Many employer-sponsored health plans and insurance companies use “gag clauses” to prevent pharmacists from telling a patient they would be charged more for a drug under the patient’s plan than if the patient paid out-of-pocket.
“Usually where this ‘gag clause’ is a problem,” says Larry Wagenknecht, CEO of the Michigan Pharmacists Association, “is when a patient is taking a generic medication. So it’s lower cost. But because the co-pays are so high, it inflates the cost.”
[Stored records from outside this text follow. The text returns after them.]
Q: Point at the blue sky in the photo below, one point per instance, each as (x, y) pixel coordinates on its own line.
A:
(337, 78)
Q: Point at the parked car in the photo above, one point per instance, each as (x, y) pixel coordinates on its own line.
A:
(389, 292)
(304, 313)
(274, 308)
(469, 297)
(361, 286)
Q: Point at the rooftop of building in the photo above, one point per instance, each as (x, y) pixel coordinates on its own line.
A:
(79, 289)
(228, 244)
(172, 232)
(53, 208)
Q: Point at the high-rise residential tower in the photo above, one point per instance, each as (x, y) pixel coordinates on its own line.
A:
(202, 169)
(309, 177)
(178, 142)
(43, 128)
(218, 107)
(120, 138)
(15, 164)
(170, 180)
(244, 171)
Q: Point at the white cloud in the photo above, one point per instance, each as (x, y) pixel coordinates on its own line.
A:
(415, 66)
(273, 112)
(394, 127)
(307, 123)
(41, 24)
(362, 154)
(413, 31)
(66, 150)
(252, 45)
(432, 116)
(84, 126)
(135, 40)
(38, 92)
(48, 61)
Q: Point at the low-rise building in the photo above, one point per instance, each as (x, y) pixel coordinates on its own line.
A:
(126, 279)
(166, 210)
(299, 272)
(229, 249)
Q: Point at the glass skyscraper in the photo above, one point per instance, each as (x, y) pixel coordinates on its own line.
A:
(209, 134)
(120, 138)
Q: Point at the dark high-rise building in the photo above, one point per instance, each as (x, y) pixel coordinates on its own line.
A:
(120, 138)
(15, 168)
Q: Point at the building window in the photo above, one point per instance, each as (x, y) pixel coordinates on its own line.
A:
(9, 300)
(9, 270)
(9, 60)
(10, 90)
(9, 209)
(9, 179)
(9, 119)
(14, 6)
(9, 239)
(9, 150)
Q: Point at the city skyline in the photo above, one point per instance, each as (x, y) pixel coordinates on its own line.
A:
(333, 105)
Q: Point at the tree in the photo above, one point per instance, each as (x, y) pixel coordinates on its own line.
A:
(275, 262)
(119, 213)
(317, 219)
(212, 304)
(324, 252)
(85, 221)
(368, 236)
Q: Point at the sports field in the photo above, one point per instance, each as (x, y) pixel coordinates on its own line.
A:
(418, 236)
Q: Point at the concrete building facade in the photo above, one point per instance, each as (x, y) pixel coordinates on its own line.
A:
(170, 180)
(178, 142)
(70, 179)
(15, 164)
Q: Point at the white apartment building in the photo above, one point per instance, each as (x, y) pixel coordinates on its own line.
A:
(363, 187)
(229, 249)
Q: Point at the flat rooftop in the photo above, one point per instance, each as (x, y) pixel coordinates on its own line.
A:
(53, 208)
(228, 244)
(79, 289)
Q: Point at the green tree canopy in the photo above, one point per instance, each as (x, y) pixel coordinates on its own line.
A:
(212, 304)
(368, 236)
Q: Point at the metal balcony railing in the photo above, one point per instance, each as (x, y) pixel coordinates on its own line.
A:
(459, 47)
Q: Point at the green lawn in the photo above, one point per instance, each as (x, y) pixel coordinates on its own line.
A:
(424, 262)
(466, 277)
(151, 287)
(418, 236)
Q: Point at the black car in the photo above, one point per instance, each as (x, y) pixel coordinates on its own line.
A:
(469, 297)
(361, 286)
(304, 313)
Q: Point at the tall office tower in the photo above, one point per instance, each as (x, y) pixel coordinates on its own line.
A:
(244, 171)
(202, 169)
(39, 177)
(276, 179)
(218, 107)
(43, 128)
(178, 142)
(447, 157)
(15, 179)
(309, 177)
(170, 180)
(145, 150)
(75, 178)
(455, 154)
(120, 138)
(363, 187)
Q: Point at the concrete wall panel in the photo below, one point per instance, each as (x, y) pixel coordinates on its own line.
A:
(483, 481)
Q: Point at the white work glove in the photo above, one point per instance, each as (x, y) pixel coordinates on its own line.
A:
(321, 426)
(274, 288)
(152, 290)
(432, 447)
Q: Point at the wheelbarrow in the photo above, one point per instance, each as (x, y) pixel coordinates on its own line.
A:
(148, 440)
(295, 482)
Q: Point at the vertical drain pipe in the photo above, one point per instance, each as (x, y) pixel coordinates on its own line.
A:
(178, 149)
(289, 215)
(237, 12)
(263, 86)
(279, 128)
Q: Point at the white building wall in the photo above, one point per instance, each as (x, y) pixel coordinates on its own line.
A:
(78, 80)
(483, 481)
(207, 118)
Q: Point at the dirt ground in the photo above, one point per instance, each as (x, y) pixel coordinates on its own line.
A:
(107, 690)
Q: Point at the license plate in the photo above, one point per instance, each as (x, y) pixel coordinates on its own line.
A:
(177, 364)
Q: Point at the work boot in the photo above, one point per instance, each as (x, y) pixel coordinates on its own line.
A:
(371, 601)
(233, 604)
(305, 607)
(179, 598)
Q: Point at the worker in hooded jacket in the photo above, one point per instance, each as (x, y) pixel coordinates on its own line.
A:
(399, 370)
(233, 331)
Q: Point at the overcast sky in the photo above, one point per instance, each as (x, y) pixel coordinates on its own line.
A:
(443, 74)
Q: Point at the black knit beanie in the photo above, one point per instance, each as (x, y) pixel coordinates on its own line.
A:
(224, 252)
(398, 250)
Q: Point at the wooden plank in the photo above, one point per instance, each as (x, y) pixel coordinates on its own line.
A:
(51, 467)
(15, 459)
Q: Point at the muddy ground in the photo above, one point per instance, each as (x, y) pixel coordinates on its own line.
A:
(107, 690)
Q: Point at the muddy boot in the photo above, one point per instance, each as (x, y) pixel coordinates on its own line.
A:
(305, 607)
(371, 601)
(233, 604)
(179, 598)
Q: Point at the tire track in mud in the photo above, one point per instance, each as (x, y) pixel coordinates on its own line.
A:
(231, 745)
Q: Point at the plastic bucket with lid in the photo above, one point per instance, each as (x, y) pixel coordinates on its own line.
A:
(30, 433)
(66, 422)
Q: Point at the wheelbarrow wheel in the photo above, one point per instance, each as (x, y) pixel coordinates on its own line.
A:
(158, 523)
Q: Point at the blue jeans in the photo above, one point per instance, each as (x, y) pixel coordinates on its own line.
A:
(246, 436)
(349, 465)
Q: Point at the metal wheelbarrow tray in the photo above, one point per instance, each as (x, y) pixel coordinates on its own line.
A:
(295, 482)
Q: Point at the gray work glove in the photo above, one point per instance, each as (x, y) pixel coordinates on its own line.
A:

Wagenknecht says these "gag clauses" are costing Michigan consumers millions of dollars a year. He says the money, instead of going to the pharmacist, is actually going back to the insurance company or the pharmacy benefit manager.”
U.S. Sen. Debbie Stabenow (D-Mich.) is part of the group of bipartisan members of Congress pushing a two-bill package. She’s optimistic, even in a divisive election year, the legislation can pass.
“We’re hoping that we can get support to at least say you can’t stop the pharmacist from telling you the best price at the counter,” says Stabenow.
In addition to the federal legislation, more than a dozen states have passed or are considering banning pharmacy “gag clauses."